Ist eine Schuhverkäuferin dazu verpflichtet, während der Arbeit Schuhe ihres Arbeitgebers zu tragen, kommt für diese Schuhe kein Werbungskostenabzug in Betracht, so das Finanzgericht Münster.

Hintergrund ist die Tatsache, dass Aufwendungen für bürgerliche Kleidung als Kosten der privaten Lebensführung nicht abzugsfähig sind. Unerheblich ist dabei, wenn sie so gut wie ausschließlich im Beruf getragen werden und ausschließlich für diesen Zweck angeschafft wurden.

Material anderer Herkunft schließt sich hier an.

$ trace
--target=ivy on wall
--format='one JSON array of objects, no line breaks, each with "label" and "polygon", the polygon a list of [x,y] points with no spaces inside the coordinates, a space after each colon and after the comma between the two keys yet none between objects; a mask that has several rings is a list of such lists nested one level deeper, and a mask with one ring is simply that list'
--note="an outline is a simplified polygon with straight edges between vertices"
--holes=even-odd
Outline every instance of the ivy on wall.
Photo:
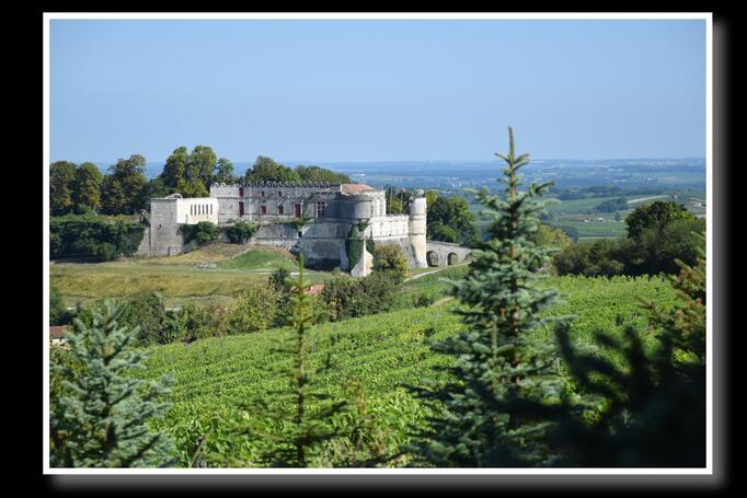
[{"label": "ivy on wall", "polygon": [[364,254],[364,241],[360,240],[360,232],[356,225],[350,227],[350,233],[345,241],[345,252],[349,268],[355,268]]}]

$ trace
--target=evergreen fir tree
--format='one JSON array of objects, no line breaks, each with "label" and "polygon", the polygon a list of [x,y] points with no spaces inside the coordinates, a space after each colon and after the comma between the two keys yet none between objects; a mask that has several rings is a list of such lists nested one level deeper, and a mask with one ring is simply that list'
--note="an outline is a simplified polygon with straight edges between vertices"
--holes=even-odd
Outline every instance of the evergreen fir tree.
[{"label": "evergreen fir tree", "polygon": [[[556,335],[568,371],[584,402],[566,406],[552,435],[564,458],[577,466],[690,467],[705,465],[705,259],[678,262],[669,277],[682,298],[675,310],[644,301],[650,322],[662,328],[657,347],[646,352],[641,334],[625,329],[620,343],[598,332],[597,343],[625,358],[628,370],[598,355],[578,354],[567,329]],[[594,409],[591,420],[584,413]]]},{"label": "evergreen fir tree", "polygon": [[508,154],[496,153],[507,164],[505,195],[478,195],[494,218],[492,239],[473,251],[467,277],[453,282],[467,331],[435,346],[456,357],[453,380],[414,387],[438,415],[406,450],[438,466],[541,465],[551,458],[543,420],[554,413],[562,380],[552,345],[535,332],[562,319],[539,317],[556,299],[537,286],[543,278],[537,270],[554,248],[532,242],[544,206],[538,197],[551,184],[519,189],[518,171],[529,155],[517,158],[512,128],[508,136]]},{"label": "evergreen fir tree", "polygon": [[74,320],[66,361],[51,364],[50,463],[62,467],[166,466],[173,443],[149,429],[169,404],[169,379],[133,375],[146,352],[133,349],[139,327],[117,325],[124,304],[107,301],[93,326]]},{"label": "evergreen fir tree", "polygon": [[281,344],[276,349],[276,352],[292,356],[292,364],[280,370],[289,380],[289,389],[267,393],[273,406],[266,398],[248,406],[256,419],[280,422],[281,427],[262,431],[252,426],[242,430],[268,443],[258,463],[269,466],[311,466],[324,442],[343,436],[342,429],[332,421],[348,409],[347,401],[332,399],[319,389],[319,378],[333,368],[333,361],[330,352],[321,366],[311,361],[309,327],[314,323],[315,310],[308,294],[310,285],[303,275],[302,254],[298,271],[299,277],[292,282],[292,314],[289,320],[295,333],[280,339]]}]

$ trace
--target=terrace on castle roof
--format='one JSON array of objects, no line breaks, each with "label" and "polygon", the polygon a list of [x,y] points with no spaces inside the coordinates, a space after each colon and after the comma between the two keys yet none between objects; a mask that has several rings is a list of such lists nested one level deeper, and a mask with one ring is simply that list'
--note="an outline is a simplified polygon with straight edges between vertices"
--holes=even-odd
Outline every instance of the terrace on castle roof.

Für den Werbungskostenabzug wird allein darauf abgestellt, ob eine private Nutzung möglich und üblich ist. Ist dies der Fall, kommt ein Abzug dieser Aufwendungen nicht in Betracht.

Hinweis: Für typische Berufskleidung gilt das Abzugsverbot nicht. Darunter ist Kleidung zu verstehen, die nach ihrer Beschaffenheit nahezu ausschließlich für die berufliche Verwendung bestimmt ist (z.B. Amtstrachten oder weißer Arztkittel).